Friday, January 14, 2011

I Feel the Earth Move Under My Feet

The material selection and structure are a big part of the design process. If you don't get them right, bad things can happen. There is not any difference between a gantry on a CNC router and a bridge. You have a span that you want to cover with a heavy cutter that you are moving back and forth and up and down. Just to complicate things, you are also generating forces with the cutter that are constantly changing direction. Throw in the fact that the cutter is at the end of a shaft that multiplies the forces just to make sure that you are not too complacent.

One thing you can do to make things more rigid is to use more stuff. More material can get you there up to a point but it is a matter of diminishing returns. Things get heavier and you need stronger motors to move them. The stronger motors are heavier. The heavier it gets, the more strain and flexing you get along with more friction and inertia to overcome which makes you need even more massive materials and stronger motors. The proverbial Catch-22.

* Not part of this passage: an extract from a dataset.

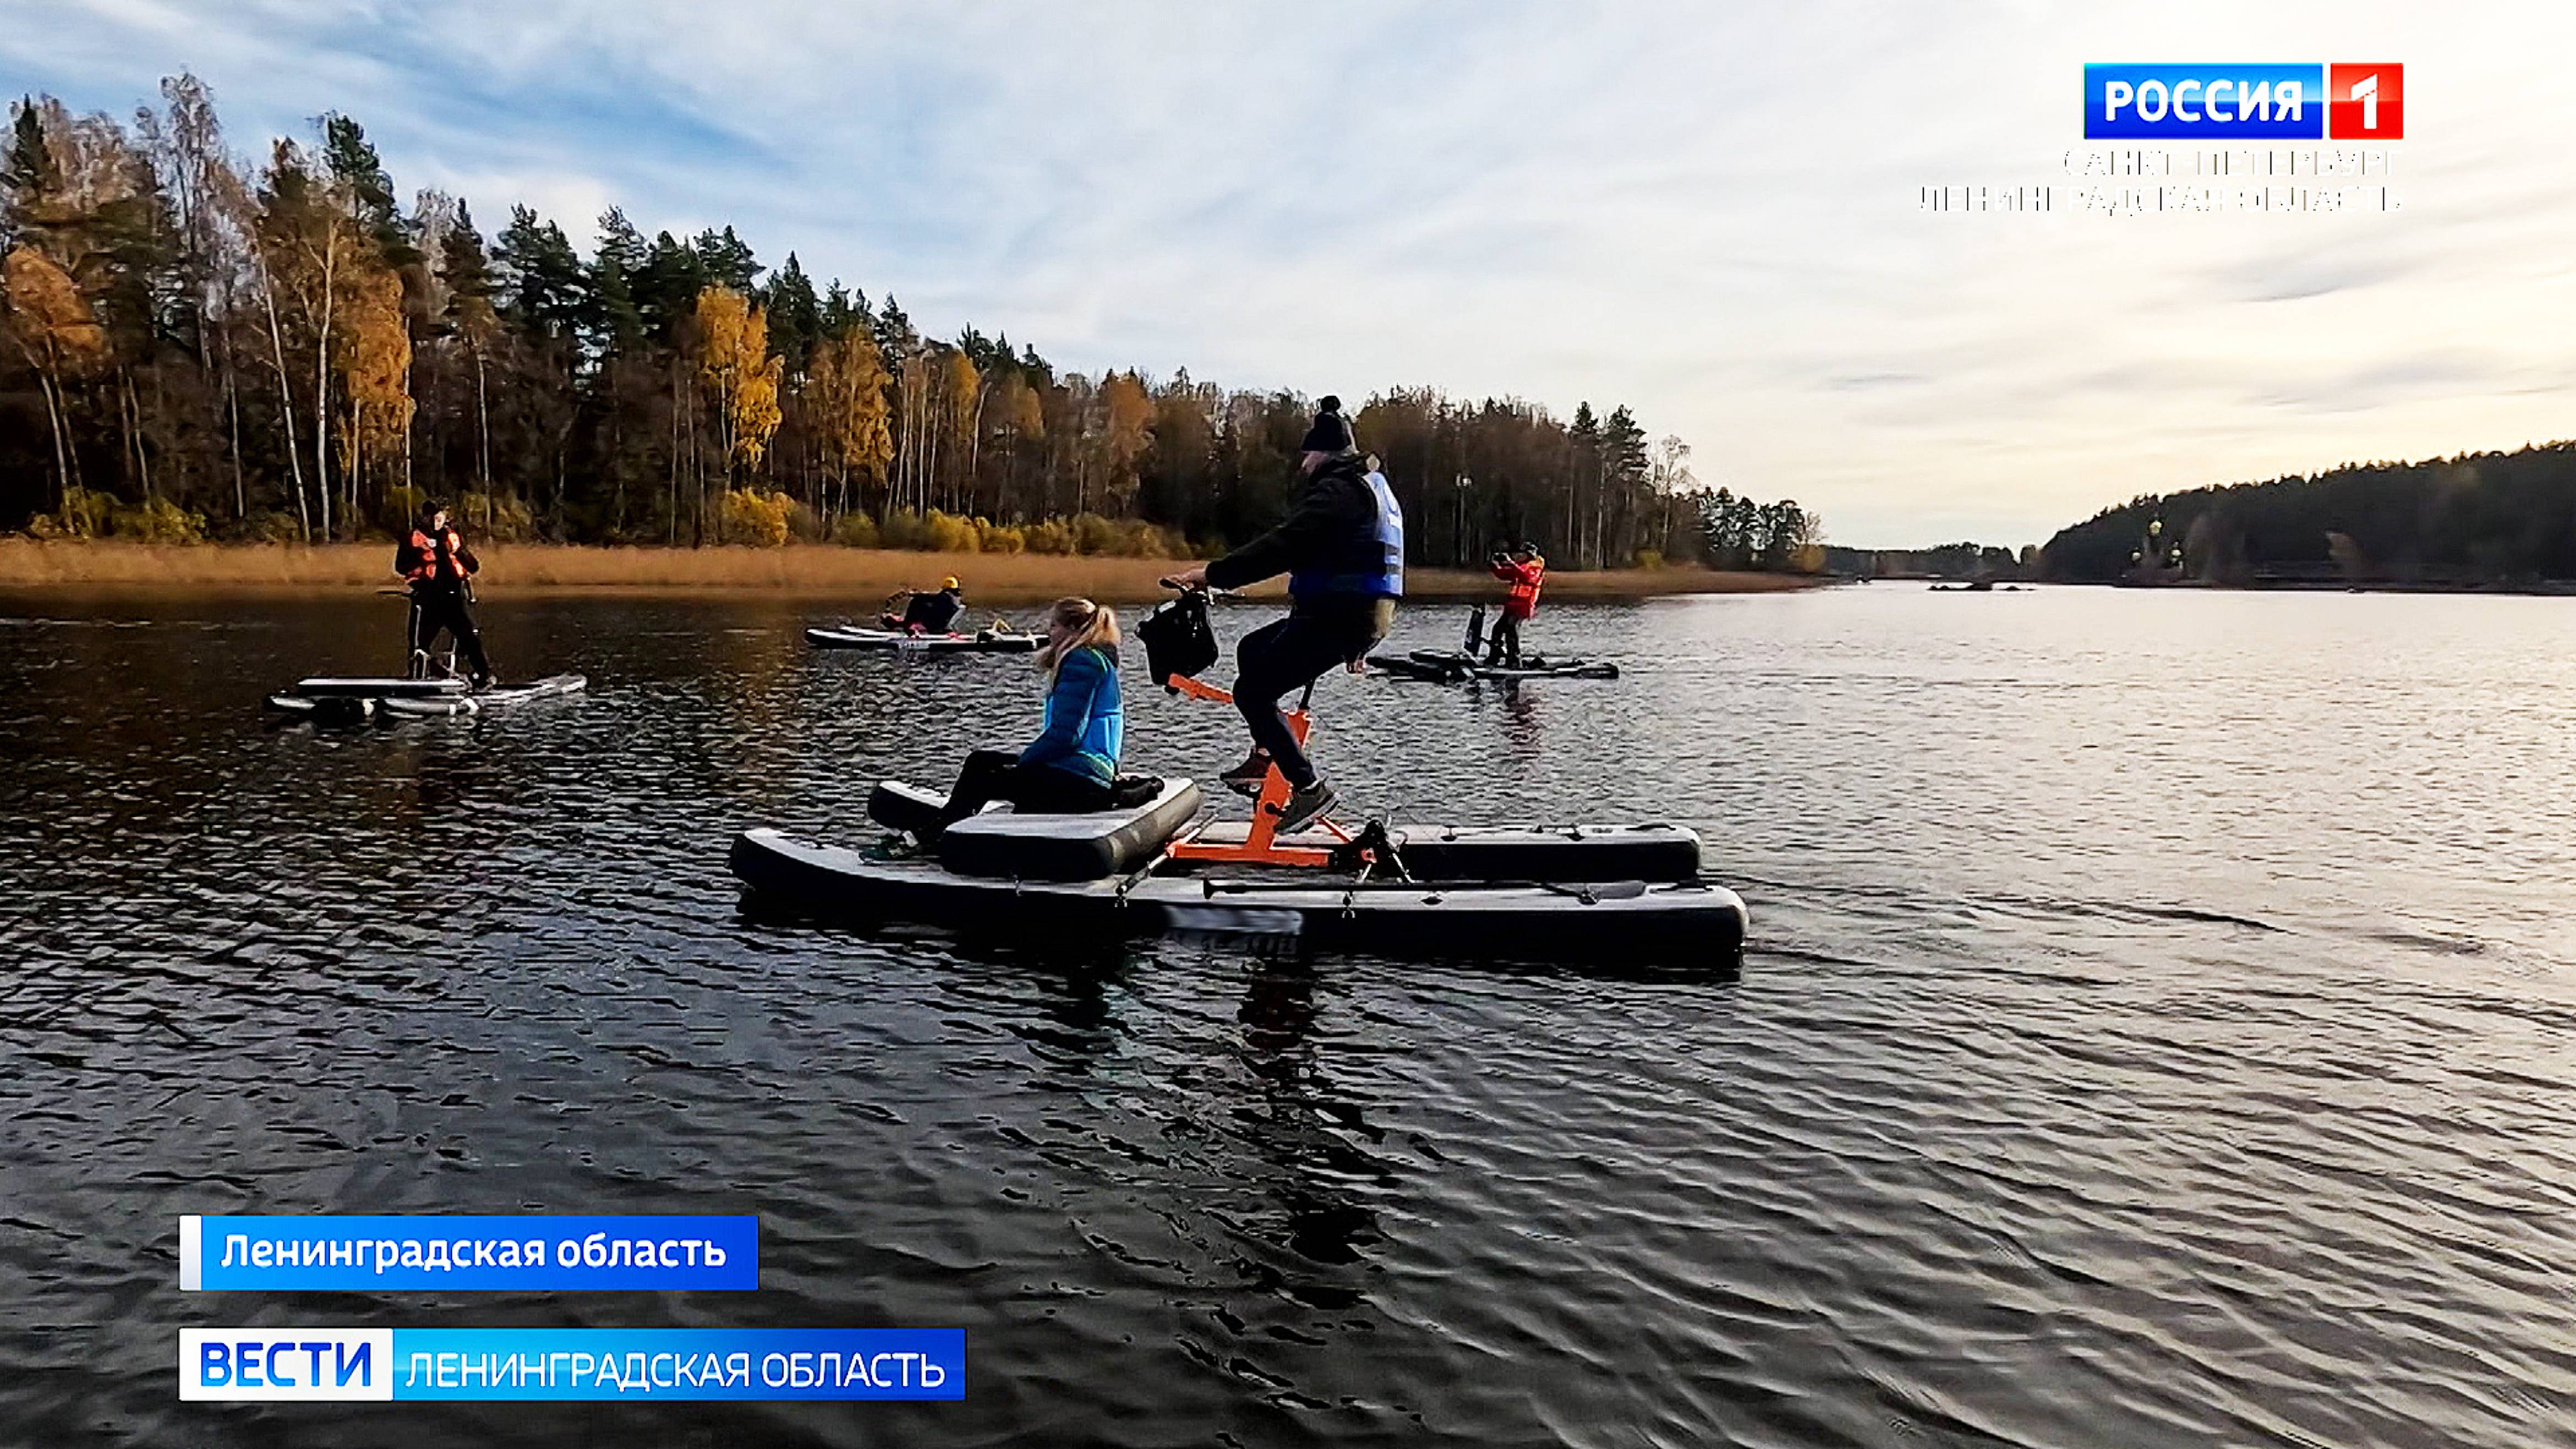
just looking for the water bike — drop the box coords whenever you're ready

The real answer is to make things stronger and lighter rather than just making things bigger and heavier. My machine is going to be made of wood. It is strong, easy to cut, virtually immune to fatigue, bonds well with adhesives, cheap, readily available. Dick Newick is quoted as calling it Miracle Fiber W. Wood is stronger by weight than steel and aluminum or fiberglass. Converting wood into plywood fixes the real drawback of wood: Wood is stronger in one direction than the other. In plywood, the grain direction alternates to even it out. One other problem with wood is that it expands and contracts radially with humidity. Sealing out water (or at least really slowing it down) is all it takes to address that problem. Most modern machinery is made of metals but don't let the hype fool you: metals change dimensionally too. Metals expand and contract with heat. They deform under stress. If you go back just a few years, wood was the high tech material. It just doesn't have as good publicist as some of the more modern materials because there is a higher mark-up on other stuff and marketing has spent lots of money trying to convince people to spend their money on more "modern" materials.